Not sure what our next move should be we approach the ticket vendor in a mini toll-booth and inquisitively ask if this is where we catch the boat to Railay Beach – the secluded peninsula known for towering limestone cliffs, a climbers paradise, yet scarcely touched by the masses of tourists. We’re given no departure time and no ticket. After handing over the 300 Baht (about 9 USD) fare, the stout Thai man thrusts his fingers in the direction of the dark, monstrous ocean. One foot forward, splashing in puddles so deep my flip flop unlocks from my big toe, we quickly take cover from the rain under a thatched-roof pavilion.
Huddled over wooden picnic tables are the handful of backpackers making the same journey. What a relief it is to see them. The yellow sticker on their shirt tells us they took an alternative route to get here, the 15 hour ferry to bus passage from the island Koh Samui on Thailand’s east coast. Mike’s a firefighter from San Francisco whose traveling companions ditched him for Australians they shacked up with two days ago at the Full Moon Party on Koh Phangan. We too are still recovering from the 24-hour beach rave. There are also the brothers from Philly doing the typical SE Asia circuit, a young English couple accompanied by their parents, two young men celebrating their discharge from mandatory duty in the Israeli Army and then there is us, the American chicks from New York City on a two week holiday escaping the realities of our daily life.
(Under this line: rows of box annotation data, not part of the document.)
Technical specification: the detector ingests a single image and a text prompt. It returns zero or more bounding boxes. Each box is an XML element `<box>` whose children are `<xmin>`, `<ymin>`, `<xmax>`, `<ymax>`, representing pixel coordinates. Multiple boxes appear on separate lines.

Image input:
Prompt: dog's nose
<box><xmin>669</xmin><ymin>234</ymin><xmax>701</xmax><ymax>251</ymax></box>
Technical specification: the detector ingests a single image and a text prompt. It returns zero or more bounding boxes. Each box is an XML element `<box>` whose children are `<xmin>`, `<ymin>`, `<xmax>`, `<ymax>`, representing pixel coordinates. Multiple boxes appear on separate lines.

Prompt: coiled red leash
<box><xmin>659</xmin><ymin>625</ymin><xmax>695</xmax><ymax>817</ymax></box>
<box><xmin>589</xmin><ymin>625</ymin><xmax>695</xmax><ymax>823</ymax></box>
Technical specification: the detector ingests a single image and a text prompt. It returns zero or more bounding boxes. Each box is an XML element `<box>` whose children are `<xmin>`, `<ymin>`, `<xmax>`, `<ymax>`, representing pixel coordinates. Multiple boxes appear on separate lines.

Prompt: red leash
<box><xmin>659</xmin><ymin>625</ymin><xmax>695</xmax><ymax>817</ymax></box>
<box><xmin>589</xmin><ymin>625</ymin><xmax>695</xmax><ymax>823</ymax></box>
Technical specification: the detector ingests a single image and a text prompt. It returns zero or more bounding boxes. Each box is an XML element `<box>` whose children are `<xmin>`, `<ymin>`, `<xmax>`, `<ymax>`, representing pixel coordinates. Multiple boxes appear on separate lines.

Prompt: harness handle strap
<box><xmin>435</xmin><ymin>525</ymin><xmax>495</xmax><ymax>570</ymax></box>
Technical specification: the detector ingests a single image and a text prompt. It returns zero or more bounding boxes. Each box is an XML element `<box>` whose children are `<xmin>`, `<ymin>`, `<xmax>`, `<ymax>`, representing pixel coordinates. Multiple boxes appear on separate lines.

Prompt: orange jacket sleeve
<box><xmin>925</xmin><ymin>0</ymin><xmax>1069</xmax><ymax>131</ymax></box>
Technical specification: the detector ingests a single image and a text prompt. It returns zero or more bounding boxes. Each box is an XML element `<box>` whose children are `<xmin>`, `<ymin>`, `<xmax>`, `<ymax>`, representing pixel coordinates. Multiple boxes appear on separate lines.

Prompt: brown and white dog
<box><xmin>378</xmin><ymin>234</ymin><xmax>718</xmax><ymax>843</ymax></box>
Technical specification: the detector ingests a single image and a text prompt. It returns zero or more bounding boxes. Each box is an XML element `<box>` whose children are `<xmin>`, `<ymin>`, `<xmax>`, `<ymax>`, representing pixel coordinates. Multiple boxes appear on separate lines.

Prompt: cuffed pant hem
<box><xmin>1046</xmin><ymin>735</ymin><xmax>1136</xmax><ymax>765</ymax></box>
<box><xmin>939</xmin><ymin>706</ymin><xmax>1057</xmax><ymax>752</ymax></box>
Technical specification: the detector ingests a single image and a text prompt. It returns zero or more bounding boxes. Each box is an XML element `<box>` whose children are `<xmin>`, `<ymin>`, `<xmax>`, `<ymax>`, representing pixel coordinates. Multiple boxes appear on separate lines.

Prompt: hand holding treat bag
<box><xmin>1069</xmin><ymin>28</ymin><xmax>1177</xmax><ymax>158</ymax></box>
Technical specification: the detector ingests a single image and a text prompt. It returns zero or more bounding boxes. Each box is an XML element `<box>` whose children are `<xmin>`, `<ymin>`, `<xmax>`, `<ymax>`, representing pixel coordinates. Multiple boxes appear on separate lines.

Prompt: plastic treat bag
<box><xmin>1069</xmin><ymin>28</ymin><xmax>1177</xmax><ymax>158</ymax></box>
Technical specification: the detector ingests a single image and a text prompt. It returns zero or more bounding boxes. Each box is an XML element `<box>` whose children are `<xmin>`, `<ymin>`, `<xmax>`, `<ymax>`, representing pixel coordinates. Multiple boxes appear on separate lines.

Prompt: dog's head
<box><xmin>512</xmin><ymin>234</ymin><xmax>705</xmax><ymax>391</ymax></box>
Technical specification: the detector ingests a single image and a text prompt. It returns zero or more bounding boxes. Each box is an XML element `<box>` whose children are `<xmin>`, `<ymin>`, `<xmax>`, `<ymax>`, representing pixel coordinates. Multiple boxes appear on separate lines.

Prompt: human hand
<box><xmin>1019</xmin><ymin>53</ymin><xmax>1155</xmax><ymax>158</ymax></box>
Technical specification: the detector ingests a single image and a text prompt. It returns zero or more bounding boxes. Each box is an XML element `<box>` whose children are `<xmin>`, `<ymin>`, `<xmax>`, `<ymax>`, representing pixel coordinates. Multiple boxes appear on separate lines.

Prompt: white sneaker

As we swap travel stories it becomes apparent that no one knows what exactly we are waiting for. One boat a day leaves Ao Nang for the isolated beaches in Railay and that boat only leaves when its full, no exceptions. After a 30 minute wait, a petite Thai man gives a wave in our direction and points to the vast ocean where the waves crash heavily against the sand.
Although Railay is part of the mainland, there’s only one way on and off Railay Beach – long tail. This is due to the large limestone formations that prohibit roads being built. Wooden beams create a canoe-shaped boat with a small engine typically recycled from old car parts and a thin canopy protects from harsh weather – perfect for traveling on a day like ours. The red, blue, and yellow rags, once vibrant and new are hung over the mast, now faded by sea salt and sun, to distinguish each driver’s long tail from another.
The twelve of us tie on our backpacks and haul through the thin sand toward the unwieldy ocean. There is no dock. “See that boat out there? That’s where we’re headed.” The Israeli tells us as we stare unbelievingly at the long tail anchored about 30 feet from the sand. Our driver wades out into the ocean as waves bully him around while he attempts to board his boat. He’s fought this battle many times. We shrug our shoulders, lift our packs over our heads, now feeling the weight of that extra pair of socks, and battle our way out to the boat. We’re all a team now. No man left behind, keeping close, hands pulling each other up and over the rungs onto the boat as pellets of rain drill into our heads like a showerhead on steroids. Close to our chests and high above our heads are the treasured souvenirs that can only be found in the rural huts of Chang Mai or from a vendor in a back alley off of Khao San Rd in Bangkok.
I don’t have a good feeling about this. My stomach starts to cramp and the sweat begins to seep into my sea-sodden peasant dress. The driver revs the engine as he uses the giant metal pole (hence the name long tail) to push us farther out into the black abyss of the Andaman Sea.
I grip my friends arm tightly and there is no doubt she senses the fear. I can’t help but watch the waves smash themselves against the rocks on the mainland like a football player making a winning tackle. There are only five or so life-jackets tucked haphazardly into the crevices of our long tail, the neon orange is faded but I doubt they’ve been worn much. That’s because if this bad boy goes under there is a very small likelihood that any of us will be coming back up. I don’t find the jokes of our survival funny but the others refuse to let the wildly Andaman get the best of them.
Luckily the journey is quick, only about 15 minutes to Phra Nang Bay and we pass the time listening to the drum of the engine and whispers from the English couple seated up front as they argue over whether they should have just waited out the storm. I gain hope as we near the island and spot lights ashore, a recent privilege to the villagers who only received power a few years ago.
I’m already wet so as the boat rocks its way closer to the shore I jump over, throw my luggage back over my head and fight the waves to the shore. We’ve made it. We will run into others over the next few days while sitting under thatched roof huts on the beach sipping Chang and laughing about that time we nearly died getting here.